Ooh, this sounds fun. Can I try?

> Just have a look at the example of Patricio Lorente. The story has four
> parts:
> 
> 1) Introduction of Patricio as a normal kind of guy. There seems to be
> nothing unusual to tell about him.
> 2) Something happened in the life of Patricio. Something that changes
> his attitude towards life in general.
> 3) Patricio gets involved with Wikipedia. He begins to do something very
> special and useful.
> 4) You don't want him to stop his very special and useful work just as a
> result of a lack of money, don't you? Donate.

Hmm. Sounds to me like it's Patricio I need to donate to, not the 
Wikimedia Foundation. If enough people get together and raise him a 
years' salary, he can take time off work to edit Wikipedia! On the other 
hand, if the money goes to the Foundation, he needs to be back behind 
his desk on Monday. And his employer has a strict policy against 
personal use of the Internet.

Clearly there is room for improvement here.
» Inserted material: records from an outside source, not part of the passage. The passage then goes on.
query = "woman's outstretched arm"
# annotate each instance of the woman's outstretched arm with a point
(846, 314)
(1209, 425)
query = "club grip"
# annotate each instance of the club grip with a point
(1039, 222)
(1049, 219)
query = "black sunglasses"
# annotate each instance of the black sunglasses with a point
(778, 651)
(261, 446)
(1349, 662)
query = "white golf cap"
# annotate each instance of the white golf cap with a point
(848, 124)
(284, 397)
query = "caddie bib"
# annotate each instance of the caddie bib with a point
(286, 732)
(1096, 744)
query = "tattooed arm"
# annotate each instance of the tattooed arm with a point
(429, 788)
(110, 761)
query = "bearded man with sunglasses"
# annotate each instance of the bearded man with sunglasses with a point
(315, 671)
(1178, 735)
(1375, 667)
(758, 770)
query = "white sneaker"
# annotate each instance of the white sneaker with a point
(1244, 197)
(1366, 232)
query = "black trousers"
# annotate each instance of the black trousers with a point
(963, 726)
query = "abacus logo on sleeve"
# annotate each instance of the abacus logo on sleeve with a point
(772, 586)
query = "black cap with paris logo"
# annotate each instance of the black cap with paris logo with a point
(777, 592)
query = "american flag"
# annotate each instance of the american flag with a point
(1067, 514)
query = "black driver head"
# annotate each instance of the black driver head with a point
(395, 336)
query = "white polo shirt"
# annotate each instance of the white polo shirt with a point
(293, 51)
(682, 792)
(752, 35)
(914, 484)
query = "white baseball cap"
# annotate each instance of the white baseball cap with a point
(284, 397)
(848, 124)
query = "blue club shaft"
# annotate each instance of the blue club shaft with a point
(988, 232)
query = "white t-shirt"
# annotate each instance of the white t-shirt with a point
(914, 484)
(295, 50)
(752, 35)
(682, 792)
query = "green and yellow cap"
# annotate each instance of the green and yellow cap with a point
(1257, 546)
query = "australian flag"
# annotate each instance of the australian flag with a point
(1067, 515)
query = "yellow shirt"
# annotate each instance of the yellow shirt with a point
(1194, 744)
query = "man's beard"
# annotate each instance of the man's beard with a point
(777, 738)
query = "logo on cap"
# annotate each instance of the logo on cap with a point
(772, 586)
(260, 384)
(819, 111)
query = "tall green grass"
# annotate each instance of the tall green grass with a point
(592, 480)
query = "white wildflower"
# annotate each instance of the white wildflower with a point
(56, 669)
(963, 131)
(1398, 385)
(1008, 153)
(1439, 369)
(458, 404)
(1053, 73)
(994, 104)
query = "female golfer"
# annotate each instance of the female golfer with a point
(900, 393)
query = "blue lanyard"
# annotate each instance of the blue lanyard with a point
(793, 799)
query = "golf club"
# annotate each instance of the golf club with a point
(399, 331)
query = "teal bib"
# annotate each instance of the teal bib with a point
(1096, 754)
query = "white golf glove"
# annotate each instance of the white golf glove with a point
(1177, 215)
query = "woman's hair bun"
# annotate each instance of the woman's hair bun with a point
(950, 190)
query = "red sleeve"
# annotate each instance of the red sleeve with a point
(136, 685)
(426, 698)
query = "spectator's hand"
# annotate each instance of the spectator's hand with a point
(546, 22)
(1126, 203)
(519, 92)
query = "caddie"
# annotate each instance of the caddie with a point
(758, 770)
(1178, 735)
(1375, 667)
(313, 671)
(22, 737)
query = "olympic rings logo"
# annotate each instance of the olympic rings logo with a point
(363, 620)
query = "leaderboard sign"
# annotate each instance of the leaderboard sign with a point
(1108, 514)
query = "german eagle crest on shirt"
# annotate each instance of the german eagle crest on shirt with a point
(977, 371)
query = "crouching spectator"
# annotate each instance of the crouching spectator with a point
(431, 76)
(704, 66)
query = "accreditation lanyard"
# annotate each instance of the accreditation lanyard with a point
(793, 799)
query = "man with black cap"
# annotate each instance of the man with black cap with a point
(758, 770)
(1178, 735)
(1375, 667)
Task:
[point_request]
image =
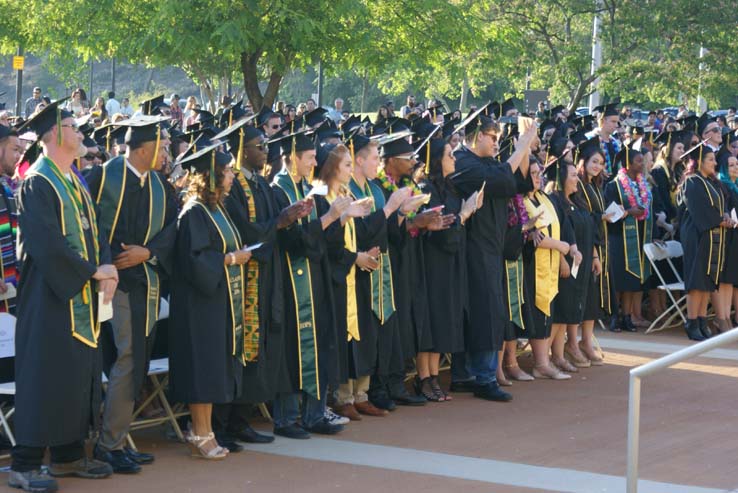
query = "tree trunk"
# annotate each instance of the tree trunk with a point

> In the next days and weeks we should collect as many good stories as we
> can.

Now that's a good idea.

> I might find some time over the holidays to work on some additional
> stories for the site. But if you have any ideas yourself, feel free to
> post them, to me or to the list. :-)

I tell you what, you can have my story for free. Of course I'd normally 
demand royalties for an epic of this magnitude, so I hope you appreciate 
my generosity.

----

Bored university student discovers Wikipedia, as most university 
students do; finds it to be a useful source of information and, being 
bored, wonders if making the odd edit here and there might not be a good 
way to while away the time. Edits some pages, then a few more, then a 
few hundred more; decides this Wikipedia thing seems to be going places, 
unlike self; still bored, starts getting more involved with the project. 
Contributes, maintains obscure project pages, eventually gets made 
administrator. Attempts to brag about this to friends, is labelled as 
nerd, loses friends.

Starts using IRC channels, subscribes to mailing lists, deletes pages, 
blocks vandals. Becomes caught up in drama, semi-forced into resignation 
of adminship, decides to leave. Fails to do so due to lack of 
self-control; returns under alternative name, writes anti-vandalism 
tool, reverts vandalism. Remembers "university student" part too late; 
fails exams, is annoyed, quits. Does not edit for a month, is labelled 
"missing".

Relocates education; resolves only to edit when sufficient time presents 
itself; returns under original name. Finds time is short, limits extent 
of contribution to vandalism reversion, failed adminship requests, jokes 
that aren't funny, borderline trolling, and sarcastic mailing list 
posts. Watches English Wikipedia community dig itself deeper into hole, 
decides association with said community was a bad idea in the first place.

With your hard-earned cash safely in the Foundation's grubby mitts, can 
go on to fail exams yet again and live a life of poverty!

----

Actually come to think of it, this, er, might put people off donating. 
Perhaps best not to use it.

> Any feedback is appreciated. :-)

> Happy holidays to all!
> Erik

Indeed. Have a great time, everyone.